Working notes - Expression evaluator
Goals
The goal here is to refactor our expression template mechanism so that the construction of the expression tree and its evaluation are 100% decoupled. Basically, at construction time, we should only assemble stupid *Expression* objects that only brings the proper API. Then, at evaluation time, via partial specialization, we would recursively create *Evaluator* objects reflecting how the considered sub-expressions can and have to be evaluated. In between we could then implement *TreeOptimizer* objects that would reorganize and optimize the expression tree through partial specialization.
Expressions
An expression has to be as simple as possible. Here is a list of elements to take into account for the new design:
One unique expression class semantic operation
For instance, this means that the expression type of the linear product of two abstract expressions A and B will always be Product<A,B>.
Bring the correct API
In practice this means that the expression has to know about both its StorageKind (Dense, Sparse, Band, etc.) and XprKind (Matrix versus Array) so that it can inherit from the right base class (MatrixBase, ArrayBase, SparseMatrixBase, etc.). This is already achieved via a per expression intermediate FooImpl class, e.g.:
Transpose<Xpr> <- TransposeImpl<Transpose<Xpr>,Xpr::StorageKind> TransposeImpl<TransposeXpr,Dense> <- dense_xpr_base<Transpose<TransposeXpr> >::type TransposeImpl<TransposeXpr,Sparse> <- SparseMatrixBase<TransposeXpr>
After this evaluator refactoring, these FooImpl classes should not bring any implementation details anymore, and so they could be renamed, and maybe even factorized into a unique dispatcher helper class. Note that the way we select whether the expression itself is, e.g., Sparse or Dense, it still specific to the expression semantic and is not always trivial (e.g., for binary operations). Nevertheless, it still seems cleaner and simpler to me to decouple this bit of logic from the dispatcher mechanism such that later one can be implemented once for all per storage/xpr kinds.

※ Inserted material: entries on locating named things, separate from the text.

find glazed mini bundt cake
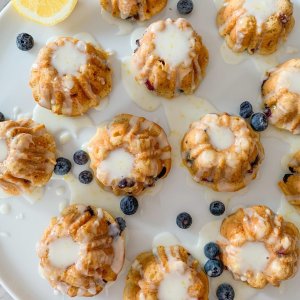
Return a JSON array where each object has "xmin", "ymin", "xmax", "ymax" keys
[
  {"xmin": 279, "ymin": 151, "xmax": 300, "ymax": 207},
  {"xmin": 132, "ymin": 18, "xmax": 208, "ymax": 98},
  {"xmin": 88, "ymin": 114, "xmax": 171, "ymax": 195},
  {"xmin": 0, "ymin": 120, "xmax": 56, "ymax": 196},
  {"xmin": 30, "ymin": 37, "xmax": 112, "ymax": 116},
  {"xmin": 217, "ymin": 0, "xmax": 295, "ymax": 55},
  {"xmin": 219, "ymin": 206, "xmax": 300, "ymax": 288},
  {"xmin": 123, "ymin": 246, "xmax": 209, "ymax": 300},
  {"xmin": 100, "ymin": 0, "xmax": 168, "ymax": 21},
  {"xmin": 37, "ymin": 205, "xmax": 125, "ymax": 297},
  {"xmin": 262, "ymin": 58, "xmax": 300, "ymax": 134},
  {"xmin": 181, "ymin": 113, "xmax": 264, "ymax": 192}
]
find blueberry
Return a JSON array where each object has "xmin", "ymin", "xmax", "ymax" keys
[
  {"xmin": 250, "ymin": 113, "xmax": 268, "ymax": 131},
  {"xmin": 54, "ymin": 157, "xmax": 72, "ymax": 175},
  {"xmin": 118, "ymin": 178, "xmax": 135, "ymax": 189},
  {"xmin": 73, "ymin": 150, "xmax": 89, "ymax": 165},
  {"xmin": 209, "ymin": 201, "xmax": 225, "ymax": 216},
  {"xmin": 282, "ymin": 174, "xmax": 293, "ymax": 183},
  {"xmin": 176, "ymin": 212, "xmax": 193, "ymax": 229},
  {"xmin": 204, "ymin": 259, "xmax": 224, "ymax": 277},
  {"xmin": 204, "ymin": 242, "xmax": 220, "ymax": 259},
  {"xmin": 17, "ymin": 33, "xmax": 34, "ymax": 51},
  {"xmin": 116, "ymin": 217, "xmax": 126, "ymax": 232},
  {"xmin": 177, "ymin": 0, "xmax": 194, "ymax": 15},
  {"xmin": 217, "ymin": 283, "xmax": 235, "ymax": 300},
  {"xmin": 120, "ymin": 196, "xmax": 139, "ymax": 216},
  {"xmin": 264, "ymin": 107, "xmax": 272, "ymax": 118},
  {"xmin": 240, "ymin": 101, "xmax": 253, "ymax": 119},
  {"xmin": 78, "ymin": 170, "xmax": 93, "ymax": 184}
]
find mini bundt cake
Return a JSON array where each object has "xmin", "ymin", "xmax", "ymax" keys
[
  {"xmin": 88, "ymin": 114, "xmax": 171, "ymax": 195},
  {"xmin": 132, "ymin": 19, "xmax": 208, "ymax": 98},
  {"xmin": 262, "ymin": 59, "xmax": 300, "ymax": 134},
  {"xmin": 181, "ymin": 113, "xmax": 264, "ymax": 192},
  {"xmin": 123, "ymin": 246, "xmax": 209, "ymax": 300},
  {"xmin": 217, "ymin": 0, "xmax": 295, "ymax": 55},
  {"xmin": 30, "ymin": 37, "xmax": 112, "ymax": 116},
  {"xmin": 0, "ymin": 120, "xmax": 56, "ymax": 196},
  {"xmin": 279, "ymin": 151, "xmax": 300, "ymax": 207},
  {"xmin": 100, "ymin": 0, "xmax": 168, "ymax": 21},
  {"xmin": 37, "ymin": 205, "xmax": 125, "ymax": 297},
  {"xmin": 219, "ymin": 206, "xmax": 300, "ymax": 289}
]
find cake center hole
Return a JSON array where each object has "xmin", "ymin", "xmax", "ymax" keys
[
  {"xmin": 207, "ymin": 125, "xmax": 235, "ymax": 150},
  {"xmin": 98, "ymin": 148, "xmax": 134, "ymax": 182},
  {"xmin": 48, "ymin": 237, "xmax": 80, "ymax": 269},
  {"xmin": 236, "ymin": 242, "xmax": 270, "ymax": 274},
  {"xmin": 154, "ymin": 23, "xmax": 192, "ymax": 67},
  {"xmin": 0, "ymin": 139, "xmax": 8, "ymax": 162},
  {"xmin": 51, "ymin": 41, "xmax": 87, "ymax": 76}
]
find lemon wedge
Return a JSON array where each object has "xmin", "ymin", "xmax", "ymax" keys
[{"xmin": 12, "ymin": 0, "xmax": 78, "ymax": 25}]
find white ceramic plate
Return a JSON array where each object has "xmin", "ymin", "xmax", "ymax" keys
[{"xmin": 0, "ymin": 0, "xmax": 300, "ymax": 300}]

Operations that should still be done by the expression
The fact that the expressions do not have to bring any implementation details does not means they have to be as stupid as possible. Indeed, they know about the semantic of the operation they represent, and so they should still be responsible for some basic stuffs like:
- the computation of the scalar type,
- computation of the sizes,
- sanity checks (sizes, scalar types),
- ...
On the other hand, they should not, and cannot, determine whether they are "vectorizable", "linear", if it has to be evaluated or not, etc. They cannot do any of this because:
- this depends on the StorageKind,
- this depends on the sub expressions that will be evaluated into temporary and we cannot know this information at construction time (e.g., D = A + B*C won't produce a temporary once processed by the evaluator),
- ...
Proposed implementation
The interface that any expression has to provide:
template<...> struct traits<ExpressionFoo<...> > { typedef ... Scalar; typedef ... StorageKind; typedef ... XprKind; enum { RowsAtCompileTime = ..., ColsAtCompileTime = ..., MaxRowsAtCompileTime = ..., // this seems specific to Dense and related to the evaluation => Evaluator?? MaxColsAtCompileTime = ..., // this seems specific to Dense and related to the evaluation => Evaluator?? /* no Cost, Vectorization flags, linear flags, storage order flags, etc. */ }; }; template<...> class ExpressionFooDispatcher<ExpressionFoo<...>, Dense> { Scalar* data(); // optional Index innerStride(); // optional Index outerStride(); // optional }; template<...> class ExpressionFoo : public ExpressionFooDispatcher<ExpressionFoo<...> > { // import of the traits Expression(const Arg0& arg0, ...) : m_arg0(arg0), ... { // check the sizes } Index rows() { /* to be implemented */ } Index cols() { /* to be implemented */ } // no coeff like method protected: const typename Arg0::Nested m_arg0; // Nested: by reference for Matrix and the like, and by value for others, no evaluation anymore. ... };
Evaluator
The main goal of the Evaluator class is to create an *evaluable object* while *taking care of the evaluation of sub expressions into temporaries*. It is worth noting that the evaluation mechanisms depend a lot on the StorageKind. For instance, Dense expression are evaluated by means of coeff(i,j) and/or packet(i,j) calls inside an evaluation loop. The evaluation of Sparse expression is based on iterators. The evaluation of "large" Product expressions is also based on different paradigm. Therefore, *the evaluator of generic expressions has to specialized differently according to the StorageKind*. On the other hand, the XprKind (Matrix vs Array) does not seems to be relevant here since this is only affecting the API and the semantic of some operators. These decisions are handled by the Expressions.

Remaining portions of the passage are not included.